The number of deaths on UAE roads fell by two thirds in the space of a decade, a new study found.
Tighter traffic regulations, awareness campaigns and improvements in vehicle safety were cited as key to the “remarkable” drop in fatalities from 2010 to 2019.
Research by Injury Prevention, a peer-reviewed publication by the British Medical Journal, revealed the country's fatality rate from road traffic injuries fell from 10 per 100,000 people in 2010 to 7.4 in 2015 and 3.5 in 2019. Researchers used official figures in their analysis.
The study’s authors, from the College of Medical and Health Sciences at UAE University in Al Ain, said the results “indicate the effectiveness” of measures to improve road safety.
“These measures effectively helped to curb speedy driving, tailgating, cell phone use and other forms of careless driving, and to reduce the magnitude and severity of RTI in the UAE,” they wrote.
The study shows that not only that road death rates in the UAE fallen heavily, but also the numbers of people who were injured but survived.
The non-fatal injury rate was 92.5 per 100,000 people in 2010, 75.2 per 100,000 in 2015 and 40.9 per 100,000 in 2019.
Road safety is a national priority
Thomas Edelmann, managing director of Road Safety UAE, said the fall in death rates was “quite remarkable”.
“The UAE government takes the matter very seriously,” he said. “In the ‘UAE Vision 2021’ a target of three fatalities per 100,000 population was announced, which was a catalyst for many government entities and other stakeholders to put in massive efforts to try to reach this.”
The reduction in death rates came, he said, at a time of “massive efforts” to improve safety by the UAE government, vehicle suppliers, media and initiatives such as his.
Laws around road safety were tightened in 2007 and 2017, with the latter year seeing the introduction of the black points system, under which a person can be banned from driving if they accumulate sufficient points from violations.
Rules around seat belts, using a mobile phone while driving, reckless driving, ignoring traffic lights and driving under the influence of drugs or alcohol have all been strengthened, with violators risking punishments including fines and, for some offences, jail time on top of black points.
Other improvements, Mr Edelmann said, came from the emergency services, through more resources and better response times.

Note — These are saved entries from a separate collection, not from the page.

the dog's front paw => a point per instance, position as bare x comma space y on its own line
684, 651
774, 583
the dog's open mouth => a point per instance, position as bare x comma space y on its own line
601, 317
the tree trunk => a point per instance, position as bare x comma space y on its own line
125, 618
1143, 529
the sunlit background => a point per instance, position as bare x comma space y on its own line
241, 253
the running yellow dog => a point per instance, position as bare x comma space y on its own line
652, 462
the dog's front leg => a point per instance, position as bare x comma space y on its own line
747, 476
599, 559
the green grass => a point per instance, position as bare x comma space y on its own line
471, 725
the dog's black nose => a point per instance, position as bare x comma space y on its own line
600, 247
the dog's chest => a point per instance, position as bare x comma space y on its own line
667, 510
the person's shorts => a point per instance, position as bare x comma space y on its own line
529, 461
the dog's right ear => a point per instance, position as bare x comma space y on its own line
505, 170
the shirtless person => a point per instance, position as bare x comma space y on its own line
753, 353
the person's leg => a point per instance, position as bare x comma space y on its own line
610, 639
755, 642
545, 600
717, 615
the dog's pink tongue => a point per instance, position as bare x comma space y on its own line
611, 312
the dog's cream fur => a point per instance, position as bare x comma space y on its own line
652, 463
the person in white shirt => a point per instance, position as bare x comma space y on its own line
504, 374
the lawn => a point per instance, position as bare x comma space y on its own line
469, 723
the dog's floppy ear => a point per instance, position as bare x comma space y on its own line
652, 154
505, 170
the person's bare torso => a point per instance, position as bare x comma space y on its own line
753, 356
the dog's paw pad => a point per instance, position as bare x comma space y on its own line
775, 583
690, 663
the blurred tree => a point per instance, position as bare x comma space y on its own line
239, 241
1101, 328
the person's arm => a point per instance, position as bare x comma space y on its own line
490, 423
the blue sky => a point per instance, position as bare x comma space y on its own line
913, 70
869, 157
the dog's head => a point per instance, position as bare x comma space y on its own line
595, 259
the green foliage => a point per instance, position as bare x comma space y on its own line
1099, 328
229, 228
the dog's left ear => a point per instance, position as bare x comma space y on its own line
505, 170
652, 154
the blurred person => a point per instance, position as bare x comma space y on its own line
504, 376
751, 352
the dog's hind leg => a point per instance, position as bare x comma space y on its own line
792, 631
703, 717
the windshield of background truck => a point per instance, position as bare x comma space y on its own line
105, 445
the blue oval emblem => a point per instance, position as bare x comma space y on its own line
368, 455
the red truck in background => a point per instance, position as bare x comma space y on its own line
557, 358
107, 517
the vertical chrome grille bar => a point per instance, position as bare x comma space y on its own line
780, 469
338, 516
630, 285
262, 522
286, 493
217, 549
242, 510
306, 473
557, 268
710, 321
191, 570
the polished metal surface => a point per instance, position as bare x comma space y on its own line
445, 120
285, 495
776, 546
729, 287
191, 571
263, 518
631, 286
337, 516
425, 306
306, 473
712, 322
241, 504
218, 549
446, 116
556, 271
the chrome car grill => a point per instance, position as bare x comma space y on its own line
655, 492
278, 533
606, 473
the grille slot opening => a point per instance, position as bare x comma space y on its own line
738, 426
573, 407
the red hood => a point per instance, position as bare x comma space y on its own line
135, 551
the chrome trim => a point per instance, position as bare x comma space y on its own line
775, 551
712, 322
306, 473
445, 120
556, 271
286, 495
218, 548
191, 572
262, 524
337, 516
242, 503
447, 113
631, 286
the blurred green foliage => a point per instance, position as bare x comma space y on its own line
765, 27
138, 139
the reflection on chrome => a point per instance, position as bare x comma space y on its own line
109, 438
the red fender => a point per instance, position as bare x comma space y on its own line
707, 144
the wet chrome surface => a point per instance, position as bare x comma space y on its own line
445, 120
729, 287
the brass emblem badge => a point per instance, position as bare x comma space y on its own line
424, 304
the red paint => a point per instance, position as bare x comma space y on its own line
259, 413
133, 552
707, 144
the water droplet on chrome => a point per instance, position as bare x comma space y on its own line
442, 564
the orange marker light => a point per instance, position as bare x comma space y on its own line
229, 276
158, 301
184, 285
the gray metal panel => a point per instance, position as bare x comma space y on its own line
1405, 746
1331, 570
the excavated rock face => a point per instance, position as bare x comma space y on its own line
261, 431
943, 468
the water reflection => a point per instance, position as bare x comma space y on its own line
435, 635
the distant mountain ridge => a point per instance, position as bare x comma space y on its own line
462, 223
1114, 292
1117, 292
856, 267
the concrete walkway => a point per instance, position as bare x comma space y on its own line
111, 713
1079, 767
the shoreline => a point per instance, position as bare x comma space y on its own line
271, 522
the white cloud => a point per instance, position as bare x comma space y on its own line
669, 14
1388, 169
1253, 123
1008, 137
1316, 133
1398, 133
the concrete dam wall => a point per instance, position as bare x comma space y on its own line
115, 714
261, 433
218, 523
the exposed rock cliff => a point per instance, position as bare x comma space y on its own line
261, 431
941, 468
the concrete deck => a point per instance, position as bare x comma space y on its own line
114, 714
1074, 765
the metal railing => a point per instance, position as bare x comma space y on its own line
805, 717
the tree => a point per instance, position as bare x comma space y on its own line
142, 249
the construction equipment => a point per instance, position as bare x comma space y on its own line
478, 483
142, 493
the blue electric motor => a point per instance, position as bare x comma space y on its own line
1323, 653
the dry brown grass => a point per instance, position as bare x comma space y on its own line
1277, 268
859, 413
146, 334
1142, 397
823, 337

Better road infrastructure, education and data were also made a contribution, he added.
Figures provided by Road Safety UAE indicate that the fatality rate per 100,000 vehicles in the UAE fell from 100 in 2006, to 57 in 2010, 32 in 2015 and just 11 in 2021. This data suggests that death rates per vehicle have, in 15 years, dropped nearly 90 per cent.
Fostering a better driving culture
While saying that the various statistics on road safety “are great testimony” to how the country’s roads have become safer, Mr Edelmann said the challenge remains “the composition of the UAE road users”, who mostly come from the Arab world, Indian subcontinent, other parts of Asia and the West.
“We all come with different driving cultures and it seems not to melt together properly in terms of creating a UAE safety-orientated road culture,” he said. “We still observe more driving against each other rather than driving with each other.
“About 50 per cent of fatalities are caused by young drivers aged 18 to 30 and this segment needs a strong focus.”
Further improvements could come, he suggested, from “surprise” road safety monitoring, rather than just fixed radar speed checks, along with average speed checks, and the mandatory inclusion of road safety in the school curriculum.
Previous research indicated that poor road safety practice was a major factor in deaths and serious injuries in the country.
A 2013 study of road accident victims, also by UAE University researchers, found that 98 per cent of passengers killed or hospitalised for more than 24 hours were not wearing a seat belt.
Ministry of Interior statistics show the 381 road deaths in the UAE last year was up on the 2020 figure of 256, but that number is likely to have been low because the pandemic reduced traffic levels.